Fraud Convictions Vacated for District Judge's Evidentiary Errors

On Jan. 25, the U.S. Court of Appeals for the Fifth Circuit vacated the convictions of Michael Baker and Michael Gluk, the former CEO and CFO of ArthroCare, respectively, and remanded for a new trial for their role in a $750 million securities fraud. United States v. Gluk, 2016 WL 304041 (5th Cir. 2016). The circuit court ruled that the district judge had wrongly excluded from evidence investigative reports prepared by a law firm and the SEC, while improperly allowing prosecutors to dwell on “salacious details” of an unrelated fraud at the company. Id. at 2.

Gluk and Baker were accused of overseeing a “channel-stuffing” scheme at ArthroCare, a medical device company headquartered in Austin, TX. The purpose of the scheme was to prop up the company's stock price by inflating sales and smoothing out earnings through fraudulent quarter-end transactions.

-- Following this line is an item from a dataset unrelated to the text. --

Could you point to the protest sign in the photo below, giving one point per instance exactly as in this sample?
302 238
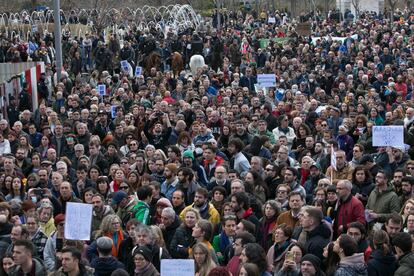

In a typical channel-stuffing scheme, a company at risk of missing its quarterly earnings expectations will oversell product to a co-conspirator distributor, which then returns the unsold product in the next quarter. This allows the company to overstate its quarterly earnings, but this can quickly spiral out of control as the company must continually repeat the scheme in order to meet expectations.